A língua portuguesa é diversa e se adapta em cada cultura que está presente – somente em nosso país podemos ver mais de dez dialetos regionais. Com mais de 200 milhões de falantes, espalhados pela América do Sul, Europa, África e Ásia, muitos encontram dificuldades em meios às regras da gramática por conta da complexidade.

Os alunos do nono ano vespertino da EEB Vendelino Junges criaram jogos e se inspiraram em outros já existentes para reforçar os conteúdos de sala de aula – Foto: EEB Vendelino Junges/Divulgação/Educa SC

Não se sabe exatamente quantas palavras existem no nosso idioma, mas os registros em diferentes dicionários contam em média 140 a 300 mil verbetes.
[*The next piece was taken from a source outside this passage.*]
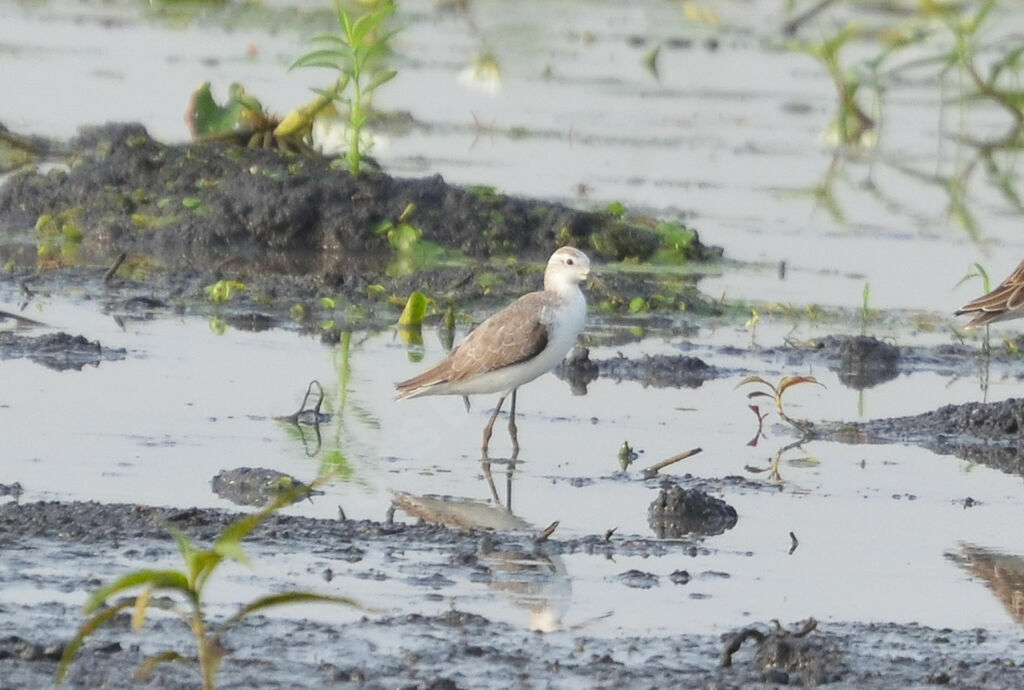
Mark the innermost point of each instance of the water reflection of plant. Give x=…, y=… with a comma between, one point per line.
x=943, y=44
x=348, y=415
x=775, y=392
x=354, y=53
Então, é comum que surjam dúvidas na hora de escrever e falar, principalmente no uso de palavras homônimas – que são palavras com a mesma pronúncia (e às vezes a mesma escrita), mas com diferentes significados; e parônimas, palavras com pronúncia e escrita parecidas, mas com um significado distinto.
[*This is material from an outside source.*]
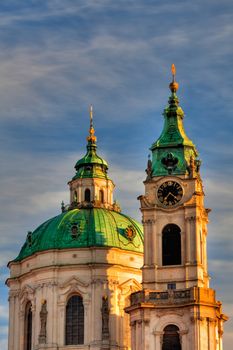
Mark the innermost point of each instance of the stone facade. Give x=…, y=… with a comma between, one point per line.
x=176, y=309
x=56, y=275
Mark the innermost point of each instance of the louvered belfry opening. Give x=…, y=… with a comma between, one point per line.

Para ajudar os alunos na melhora da comunicação e trazer uma leveza para as aulas de gramática, a professora de língua portuguesa Juliane Nardi, da Escola de Educação Básica (EEB) Vendelino Junges, de Pinhalzinho, no Oeste do Estado, decidiu criar algo novo e mais atrativo para os alunos.

Percebendo as dúvidas frequentes dos alunos no tema, Juliane e a professora de educação especial, Fernanda Baldo, organizaram um projeto com jogos lúdicos com o objetivo de incentivar a fala e escrita correta das palavras. “Como o assunto é gramática pura e muito regrado, pensei em tornar o conteúdo mais atrativo e divertido.”, comenta a professora de português.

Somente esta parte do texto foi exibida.